1. ## Angles of Triangle

In the figure, Angle DAB=20 degrees and AB = AD = CD. Find the value of x and y. x being angle ADB, y being angle BDC.

All help is appreciated. DCB is 20 degrees right?

2. You need to attach the figure or we cannot tell what DCB is.

Since AB = AD, $\displaystyle \triangle ABD$ is isosceles so the base angles are the same.

Also, the angles of a triangle add up to $\displaystyle 180^o$

Now see if you can continue.

3. Hello, Rocher!

We still need more specifics.
Do we have a parallelogram?

In the figure: .$\displaystyle \angle DAB = 20^o,\;AB = AD = CD$
Find: .$\displaystyle x = \angle ADB,\:y = \angle BDC.$
According to your description, CD can be anywhere . . .
Code:
                              D
*
*  x *    *
*         *   y     *
*              *              *
*                   *                  * C
*  20°                   *
*  *  *  *  *  *  *  *  *  *  *
A                             B

4. Here is the figure:

Nevermind.

5. Originally Posted by Rocher
In the figure, Angle DAB=20 degrees and AB = AD = CD. Find the value of x and y. x being angle ADB, y being angle BDC.

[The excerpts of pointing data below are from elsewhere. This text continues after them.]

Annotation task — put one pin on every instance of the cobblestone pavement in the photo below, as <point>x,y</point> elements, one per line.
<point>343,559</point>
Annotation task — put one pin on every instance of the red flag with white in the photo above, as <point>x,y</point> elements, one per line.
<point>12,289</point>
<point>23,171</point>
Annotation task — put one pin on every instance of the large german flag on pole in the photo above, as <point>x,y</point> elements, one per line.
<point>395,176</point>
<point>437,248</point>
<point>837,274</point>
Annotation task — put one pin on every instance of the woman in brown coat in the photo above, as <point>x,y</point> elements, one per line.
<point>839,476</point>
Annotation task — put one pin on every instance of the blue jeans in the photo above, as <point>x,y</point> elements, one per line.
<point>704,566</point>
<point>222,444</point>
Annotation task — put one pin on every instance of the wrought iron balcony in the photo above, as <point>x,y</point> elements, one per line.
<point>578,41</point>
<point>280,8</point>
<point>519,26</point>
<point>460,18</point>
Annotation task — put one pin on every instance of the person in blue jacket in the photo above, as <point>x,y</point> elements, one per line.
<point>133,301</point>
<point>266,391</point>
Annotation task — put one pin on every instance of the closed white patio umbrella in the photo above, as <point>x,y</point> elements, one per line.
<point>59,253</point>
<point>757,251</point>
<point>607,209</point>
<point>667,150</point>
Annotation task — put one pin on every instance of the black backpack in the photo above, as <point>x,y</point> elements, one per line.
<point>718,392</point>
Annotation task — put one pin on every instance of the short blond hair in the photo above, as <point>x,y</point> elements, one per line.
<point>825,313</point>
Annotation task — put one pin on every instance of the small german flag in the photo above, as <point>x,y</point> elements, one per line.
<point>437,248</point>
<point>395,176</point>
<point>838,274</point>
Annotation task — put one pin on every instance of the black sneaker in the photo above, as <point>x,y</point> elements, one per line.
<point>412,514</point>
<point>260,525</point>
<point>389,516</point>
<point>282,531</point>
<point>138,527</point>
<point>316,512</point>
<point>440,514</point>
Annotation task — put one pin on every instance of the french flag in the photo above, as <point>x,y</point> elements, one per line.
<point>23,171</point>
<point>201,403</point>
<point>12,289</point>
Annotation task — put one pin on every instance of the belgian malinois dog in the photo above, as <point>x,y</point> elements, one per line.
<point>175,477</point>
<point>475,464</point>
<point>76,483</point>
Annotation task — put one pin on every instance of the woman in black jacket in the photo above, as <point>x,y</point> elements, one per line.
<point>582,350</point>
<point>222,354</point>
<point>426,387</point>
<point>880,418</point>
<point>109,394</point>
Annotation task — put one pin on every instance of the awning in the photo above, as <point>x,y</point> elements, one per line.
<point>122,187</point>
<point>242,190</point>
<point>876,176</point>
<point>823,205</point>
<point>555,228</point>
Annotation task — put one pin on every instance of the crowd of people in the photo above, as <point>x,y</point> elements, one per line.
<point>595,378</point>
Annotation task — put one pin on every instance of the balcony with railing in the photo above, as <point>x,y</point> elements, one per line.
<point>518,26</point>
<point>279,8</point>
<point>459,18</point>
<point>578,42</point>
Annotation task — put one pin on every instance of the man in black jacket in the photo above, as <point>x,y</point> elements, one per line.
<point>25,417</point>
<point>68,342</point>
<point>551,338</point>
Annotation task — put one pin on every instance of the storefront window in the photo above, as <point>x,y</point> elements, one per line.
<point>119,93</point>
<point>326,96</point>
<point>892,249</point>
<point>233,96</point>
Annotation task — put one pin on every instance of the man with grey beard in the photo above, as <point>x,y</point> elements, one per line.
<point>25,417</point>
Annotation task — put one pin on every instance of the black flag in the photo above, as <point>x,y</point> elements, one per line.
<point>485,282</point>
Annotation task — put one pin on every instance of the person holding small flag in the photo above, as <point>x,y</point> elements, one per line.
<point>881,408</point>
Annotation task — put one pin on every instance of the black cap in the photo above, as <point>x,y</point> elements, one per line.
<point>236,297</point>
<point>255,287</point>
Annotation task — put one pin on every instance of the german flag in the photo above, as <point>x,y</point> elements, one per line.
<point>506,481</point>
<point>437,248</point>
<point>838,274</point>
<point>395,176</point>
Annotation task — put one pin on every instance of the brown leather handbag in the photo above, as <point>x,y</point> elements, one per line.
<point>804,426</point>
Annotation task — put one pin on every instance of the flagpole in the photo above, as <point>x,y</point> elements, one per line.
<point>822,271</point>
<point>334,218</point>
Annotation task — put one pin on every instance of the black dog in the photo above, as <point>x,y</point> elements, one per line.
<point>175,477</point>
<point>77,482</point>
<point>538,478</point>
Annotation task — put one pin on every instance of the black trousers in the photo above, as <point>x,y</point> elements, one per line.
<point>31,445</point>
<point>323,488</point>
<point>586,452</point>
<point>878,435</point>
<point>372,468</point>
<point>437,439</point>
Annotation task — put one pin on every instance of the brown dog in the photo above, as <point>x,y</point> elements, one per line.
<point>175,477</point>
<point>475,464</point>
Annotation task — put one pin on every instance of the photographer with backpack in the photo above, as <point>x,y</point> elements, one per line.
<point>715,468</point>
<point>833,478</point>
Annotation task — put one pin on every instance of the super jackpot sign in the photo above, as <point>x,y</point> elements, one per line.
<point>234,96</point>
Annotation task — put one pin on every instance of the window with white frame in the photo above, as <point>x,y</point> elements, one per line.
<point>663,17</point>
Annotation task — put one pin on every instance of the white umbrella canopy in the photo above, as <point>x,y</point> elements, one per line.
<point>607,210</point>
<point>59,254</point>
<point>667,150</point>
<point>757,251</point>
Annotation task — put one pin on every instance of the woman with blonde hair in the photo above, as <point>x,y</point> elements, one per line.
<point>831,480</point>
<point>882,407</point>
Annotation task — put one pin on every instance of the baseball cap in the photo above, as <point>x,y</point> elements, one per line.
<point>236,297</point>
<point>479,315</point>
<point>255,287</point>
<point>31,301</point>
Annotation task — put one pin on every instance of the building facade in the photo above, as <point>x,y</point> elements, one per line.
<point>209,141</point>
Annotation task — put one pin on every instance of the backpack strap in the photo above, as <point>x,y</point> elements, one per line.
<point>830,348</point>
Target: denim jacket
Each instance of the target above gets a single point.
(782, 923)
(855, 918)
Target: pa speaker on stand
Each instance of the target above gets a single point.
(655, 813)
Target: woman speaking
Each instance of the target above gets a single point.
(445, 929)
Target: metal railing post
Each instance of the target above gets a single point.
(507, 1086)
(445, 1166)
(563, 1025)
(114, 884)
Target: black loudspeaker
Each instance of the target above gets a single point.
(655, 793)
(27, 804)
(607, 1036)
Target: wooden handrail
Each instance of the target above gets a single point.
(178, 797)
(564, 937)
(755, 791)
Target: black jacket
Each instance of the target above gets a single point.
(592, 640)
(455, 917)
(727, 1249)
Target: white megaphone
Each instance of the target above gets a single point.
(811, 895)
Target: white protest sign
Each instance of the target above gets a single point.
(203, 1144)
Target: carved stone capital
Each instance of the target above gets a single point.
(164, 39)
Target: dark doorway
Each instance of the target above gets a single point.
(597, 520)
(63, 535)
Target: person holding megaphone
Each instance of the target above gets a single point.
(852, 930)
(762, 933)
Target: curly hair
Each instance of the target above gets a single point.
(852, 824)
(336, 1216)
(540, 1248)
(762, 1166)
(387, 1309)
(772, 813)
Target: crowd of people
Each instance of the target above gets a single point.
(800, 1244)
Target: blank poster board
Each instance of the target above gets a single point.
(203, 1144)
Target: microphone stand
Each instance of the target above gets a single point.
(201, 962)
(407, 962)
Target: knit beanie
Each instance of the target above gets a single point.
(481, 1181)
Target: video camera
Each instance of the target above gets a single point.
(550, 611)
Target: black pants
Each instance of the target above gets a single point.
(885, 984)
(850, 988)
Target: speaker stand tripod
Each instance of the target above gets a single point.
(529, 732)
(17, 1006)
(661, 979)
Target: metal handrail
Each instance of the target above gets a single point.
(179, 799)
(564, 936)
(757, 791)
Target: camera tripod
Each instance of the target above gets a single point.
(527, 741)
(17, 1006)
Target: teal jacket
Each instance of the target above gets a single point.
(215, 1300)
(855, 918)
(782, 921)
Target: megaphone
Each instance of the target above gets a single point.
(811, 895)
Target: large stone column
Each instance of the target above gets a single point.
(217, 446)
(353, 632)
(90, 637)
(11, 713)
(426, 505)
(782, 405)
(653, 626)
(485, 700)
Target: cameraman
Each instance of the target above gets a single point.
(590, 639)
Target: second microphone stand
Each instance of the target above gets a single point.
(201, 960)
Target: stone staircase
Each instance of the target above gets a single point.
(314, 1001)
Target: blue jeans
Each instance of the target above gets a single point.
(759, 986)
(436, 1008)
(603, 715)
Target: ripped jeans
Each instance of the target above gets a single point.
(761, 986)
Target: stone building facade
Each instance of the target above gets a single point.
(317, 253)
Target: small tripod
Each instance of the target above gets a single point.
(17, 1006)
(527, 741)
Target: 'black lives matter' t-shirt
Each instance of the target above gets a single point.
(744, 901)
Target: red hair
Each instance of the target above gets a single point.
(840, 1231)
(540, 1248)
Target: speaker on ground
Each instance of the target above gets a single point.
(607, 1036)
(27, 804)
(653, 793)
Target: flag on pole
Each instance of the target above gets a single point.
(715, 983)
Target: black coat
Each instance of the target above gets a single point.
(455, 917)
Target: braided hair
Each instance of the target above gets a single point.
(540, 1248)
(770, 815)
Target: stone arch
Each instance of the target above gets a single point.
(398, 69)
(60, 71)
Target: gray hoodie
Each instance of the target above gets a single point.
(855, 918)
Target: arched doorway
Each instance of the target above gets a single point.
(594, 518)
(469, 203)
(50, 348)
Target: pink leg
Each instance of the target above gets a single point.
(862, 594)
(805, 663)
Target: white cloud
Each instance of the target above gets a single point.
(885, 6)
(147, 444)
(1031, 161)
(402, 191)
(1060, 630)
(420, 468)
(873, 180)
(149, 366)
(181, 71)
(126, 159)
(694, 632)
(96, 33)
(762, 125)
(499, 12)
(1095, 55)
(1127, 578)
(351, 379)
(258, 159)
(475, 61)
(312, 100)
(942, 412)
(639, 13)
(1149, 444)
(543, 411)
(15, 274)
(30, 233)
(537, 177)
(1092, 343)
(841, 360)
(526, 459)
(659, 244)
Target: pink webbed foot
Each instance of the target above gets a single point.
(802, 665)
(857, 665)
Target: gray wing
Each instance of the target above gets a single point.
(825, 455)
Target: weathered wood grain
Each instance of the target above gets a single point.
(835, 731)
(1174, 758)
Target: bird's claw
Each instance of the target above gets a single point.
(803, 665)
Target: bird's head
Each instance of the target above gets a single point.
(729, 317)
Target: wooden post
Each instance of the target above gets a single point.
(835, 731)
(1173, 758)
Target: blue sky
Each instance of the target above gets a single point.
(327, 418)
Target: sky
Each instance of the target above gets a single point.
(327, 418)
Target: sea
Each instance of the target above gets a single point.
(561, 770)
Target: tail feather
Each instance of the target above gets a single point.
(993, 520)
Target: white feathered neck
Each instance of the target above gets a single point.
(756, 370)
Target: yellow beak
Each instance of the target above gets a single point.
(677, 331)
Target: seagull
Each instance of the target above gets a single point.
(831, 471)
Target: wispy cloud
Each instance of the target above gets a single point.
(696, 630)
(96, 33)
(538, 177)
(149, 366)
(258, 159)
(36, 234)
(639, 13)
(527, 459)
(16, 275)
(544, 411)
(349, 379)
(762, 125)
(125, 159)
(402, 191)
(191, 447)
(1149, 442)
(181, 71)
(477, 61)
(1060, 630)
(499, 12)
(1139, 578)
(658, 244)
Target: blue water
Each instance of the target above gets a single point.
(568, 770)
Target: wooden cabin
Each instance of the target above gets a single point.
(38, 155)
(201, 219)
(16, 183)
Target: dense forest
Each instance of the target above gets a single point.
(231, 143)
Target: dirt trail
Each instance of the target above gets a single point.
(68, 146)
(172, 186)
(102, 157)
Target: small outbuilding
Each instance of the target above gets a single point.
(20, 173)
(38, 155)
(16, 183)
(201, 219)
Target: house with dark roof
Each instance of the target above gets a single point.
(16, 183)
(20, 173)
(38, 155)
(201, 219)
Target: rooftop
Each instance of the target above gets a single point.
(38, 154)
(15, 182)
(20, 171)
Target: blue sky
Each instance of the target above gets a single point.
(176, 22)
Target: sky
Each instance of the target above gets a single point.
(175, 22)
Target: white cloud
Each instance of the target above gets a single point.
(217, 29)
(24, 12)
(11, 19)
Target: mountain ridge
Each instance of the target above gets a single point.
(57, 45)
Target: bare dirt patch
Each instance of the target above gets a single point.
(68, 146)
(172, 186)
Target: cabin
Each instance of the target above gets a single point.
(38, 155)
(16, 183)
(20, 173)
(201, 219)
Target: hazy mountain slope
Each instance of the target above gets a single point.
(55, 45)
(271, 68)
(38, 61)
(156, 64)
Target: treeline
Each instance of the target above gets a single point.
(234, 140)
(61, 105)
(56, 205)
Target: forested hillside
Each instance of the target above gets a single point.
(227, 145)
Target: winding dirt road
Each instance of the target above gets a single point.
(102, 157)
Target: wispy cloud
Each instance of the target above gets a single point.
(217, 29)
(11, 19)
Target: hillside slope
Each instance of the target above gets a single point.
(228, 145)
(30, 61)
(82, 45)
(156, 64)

All help is appreciated. DCB is 20 degrees right?
This diagram is messed up somehow. Every statement you made above has something wrong with it!

Angle x is ABD, not ADB. Angle y is CAD, not BDC. You have AB = AD = AC, not AB = AD = CD. DCB is a straight line segment, not an angle. And though this is not a critical point to make, angle DAB doesn't look anywhere near 20 degrees on your diagram.

-Dan

6. Heh, I'm a retard. Drew the wrong figure, and now its time for class. Oh well, thanks guys.